On Nov. 10, 1976, violence broke out at duPont Manual High School, resulting in the suspension of more than 30 students, injuries to 16 students and the arrest of eight, according to a series of articles by Courier-Journal reporter Wanda Nichols.
The Board of Education and faculty referred to the incident as a “race riot,” according to The CJ. But the newspaper reported that it was unrelated to the “busing for desegregation” disturbances happening around the same time, such as at Durrett and Fairdale high schools, as Manual was exempt from court-ordered busing because its racial makeup already met federal guidelines. At the time, duPont Manual had about 1,600 white students and 800 black students.
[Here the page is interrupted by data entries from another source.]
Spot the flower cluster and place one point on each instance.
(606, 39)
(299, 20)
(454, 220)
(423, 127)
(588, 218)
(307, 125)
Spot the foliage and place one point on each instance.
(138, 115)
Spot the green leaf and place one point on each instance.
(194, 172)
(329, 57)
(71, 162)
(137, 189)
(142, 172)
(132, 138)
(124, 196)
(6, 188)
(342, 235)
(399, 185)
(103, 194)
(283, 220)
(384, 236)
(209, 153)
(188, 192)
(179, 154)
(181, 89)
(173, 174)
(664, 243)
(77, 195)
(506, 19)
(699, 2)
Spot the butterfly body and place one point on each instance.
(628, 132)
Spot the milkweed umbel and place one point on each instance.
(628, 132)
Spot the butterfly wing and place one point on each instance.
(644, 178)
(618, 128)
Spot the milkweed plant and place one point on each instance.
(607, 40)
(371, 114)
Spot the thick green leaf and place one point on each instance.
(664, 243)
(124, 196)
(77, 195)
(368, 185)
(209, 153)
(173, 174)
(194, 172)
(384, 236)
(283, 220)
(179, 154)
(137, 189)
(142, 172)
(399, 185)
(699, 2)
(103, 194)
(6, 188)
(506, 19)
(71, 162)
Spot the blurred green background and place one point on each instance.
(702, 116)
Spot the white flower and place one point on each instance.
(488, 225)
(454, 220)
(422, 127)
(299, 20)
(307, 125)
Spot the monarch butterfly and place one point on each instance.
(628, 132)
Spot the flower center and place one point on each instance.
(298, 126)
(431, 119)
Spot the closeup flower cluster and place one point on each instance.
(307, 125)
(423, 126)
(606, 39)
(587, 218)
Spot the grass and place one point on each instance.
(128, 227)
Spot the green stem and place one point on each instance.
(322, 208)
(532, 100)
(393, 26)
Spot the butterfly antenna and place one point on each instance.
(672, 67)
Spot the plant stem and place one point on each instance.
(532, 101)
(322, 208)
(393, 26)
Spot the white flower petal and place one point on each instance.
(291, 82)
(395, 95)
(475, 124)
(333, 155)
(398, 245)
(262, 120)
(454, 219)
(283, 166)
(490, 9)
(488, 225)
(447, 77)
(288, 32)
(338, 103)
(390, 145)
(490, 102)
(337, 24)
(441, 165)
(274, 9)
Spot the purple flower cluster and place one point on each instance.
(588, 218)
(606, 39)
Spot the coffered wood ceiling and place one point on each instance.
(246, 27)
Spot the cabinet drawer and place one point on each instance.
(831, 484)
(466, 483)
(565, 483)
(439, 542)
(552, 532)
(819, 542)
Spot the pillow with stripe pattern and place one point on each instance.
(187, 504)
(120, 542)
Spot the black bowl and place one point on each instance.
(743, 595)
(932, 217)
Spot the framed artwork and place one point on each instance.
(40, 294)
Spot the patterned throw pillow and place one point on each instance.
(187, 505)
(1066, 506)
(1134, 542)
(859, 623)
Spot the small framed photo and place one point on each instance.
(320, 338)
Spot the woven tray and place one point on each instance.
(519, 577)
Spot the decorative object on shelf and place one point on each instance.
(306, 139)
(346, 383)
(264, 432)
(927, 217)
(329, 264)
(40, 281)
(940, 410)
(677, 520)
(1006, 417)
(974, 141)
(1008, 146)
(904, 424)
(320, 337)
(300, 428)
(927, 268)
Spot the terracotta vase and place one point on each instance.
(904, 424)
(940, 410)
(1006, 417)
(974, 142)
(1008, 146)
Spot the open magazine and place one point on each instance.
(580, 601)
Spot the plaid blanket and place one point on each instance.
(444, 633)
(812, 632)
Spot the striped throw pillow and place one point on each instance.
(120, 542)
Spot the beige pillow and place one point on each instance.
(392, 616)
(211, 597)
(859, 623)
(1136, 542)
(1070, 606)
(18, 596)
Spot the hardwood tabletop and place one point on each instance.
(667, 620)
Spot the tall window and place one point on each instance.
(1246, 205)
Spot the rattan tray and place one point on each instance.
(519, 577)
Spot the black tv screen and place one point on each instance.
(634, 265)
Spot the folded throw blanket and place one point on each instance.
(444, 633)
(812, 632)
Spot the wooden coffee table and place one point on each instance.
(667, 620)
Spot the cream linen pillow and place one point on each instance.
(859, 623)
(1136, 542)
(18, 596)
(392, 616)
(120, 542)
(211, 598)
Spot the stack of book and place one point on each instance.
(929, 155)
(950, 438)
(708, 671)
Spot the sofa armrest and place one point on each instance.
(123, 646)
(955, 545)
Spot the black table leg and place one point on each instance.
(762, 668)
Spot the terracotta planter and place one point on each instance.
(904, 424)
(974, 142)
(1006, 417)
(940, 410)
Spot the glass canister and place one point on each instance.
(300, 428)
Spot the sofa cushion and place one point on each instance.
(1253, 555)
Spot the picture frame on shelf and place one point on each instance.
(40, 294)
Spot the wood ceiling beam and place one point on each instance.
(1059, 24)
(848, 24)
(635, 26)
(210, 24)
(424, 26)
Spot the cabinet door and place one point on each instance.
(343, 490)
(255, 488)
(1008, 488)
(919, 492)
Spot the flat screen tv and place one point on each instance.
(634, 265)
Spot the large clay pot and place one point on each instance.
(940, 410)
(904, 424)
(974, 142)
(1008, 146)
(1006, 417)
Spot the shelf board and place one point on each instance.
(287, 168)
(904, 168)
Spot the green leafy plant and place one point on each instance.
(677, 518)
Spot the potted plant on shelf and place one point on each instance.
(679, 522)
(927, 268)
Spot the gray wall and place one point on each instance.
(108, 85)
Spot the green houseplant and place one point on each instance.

Students told Nichols that the riot occurred in the cafeteria on the morning of Nov. 10 and included more than 100 students storming the hallways. About 20 police officers quelled the disturbance. An unnamed security guard told Nichols: “Those kids were really trying to kill each other.”
Nichols found that two Manual girls were treated at area hospitals. For the rest of the week, Manual High School was surrounded by police cars and guarded by over a dozen officers. “The worst I’ve ever been hurt in 18 years I’ve been in the school system,” the principal told Nichols about the actions of his students. “I was ashamed. I was embarrassed.”
According to duPont Manual historian Mike McDaniel, in his 2005 book on the history of the school, Nov. 10, 1976 was “quite probably the worst day in the history of Manual.”
duPont Manual eventually moved past the incident, and in 1991 Manual was recognized as a Blue Ribbon School by the U.S. Department of Education, the highest honor the department can bestow on a school.